Trading on the forex (fx) markets is far from easy. When mistakes are made, it can lead to losses. Once traders find themselves in a downward spiral, it can be very difficult to turn things around and improve their performance within the market. However, following a few simple steps could help maximise their chances of success.
Trade only what you can afford
The most important rule of trading on the forex market is only trade with money that you can afford. Trading with money you don’t have will inevitably see you making poor trading decisions, leading with your emotions rather than your head. However, if you do not have a huge amount of money to trade, the forex market can work well. Micro and mini accounts, where you are able to trade small sums, are available through many brokers. Taking the time to learn good money management will help you build up funds and increase trading confidence.

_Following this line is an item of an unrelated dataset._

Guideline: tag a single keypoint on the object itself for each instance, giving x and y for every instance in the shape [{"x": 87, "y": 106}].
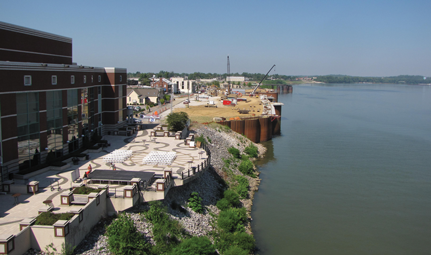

Choose a trading method and stick with it
Very often, traders enter the forex market hoping to earn a lot of money, very quickly. In reality, it simply doesn’t work like that and anyone hoping to achieve this is certain to fail very quickly. The only serious way to make money with foreign exchange is to establish and perfect a long-term method of operating. Under this system, gradual and continued success becomes possible. One example of an effective trading method is Price Action trading. This is an easy method to learn, requiring traders to read raw prices. There is a high probability that Price Action patterns repeat themselves and as such traders can often anticipate future movement. Once you have chosen a method that feels right alongside your trading style, stick with it. Only by committing to a method and then spending time perfecting it, can a trader begin to see positive results. Above all, do not move from method to method and expect to achieve any long-term success.
Use Higher Time Frames
Understandably many forex traders believe that the lower time frame, the more trading signals and therefore the higher the chance of making a trade and money. To a certain extent this is true, but it also means more opportunity for false signals and a higher risk of failure. Therefore, the best place for novice traders to learn how the markets work is the higher time frame charts. For example, using a daily chart, which has progressed through all trading sessions worldwide provides the trader with far more information than an hourly one. A 24-hour candle will tell a much more comprehensive story than an hourly one and false signals will be easier to spot.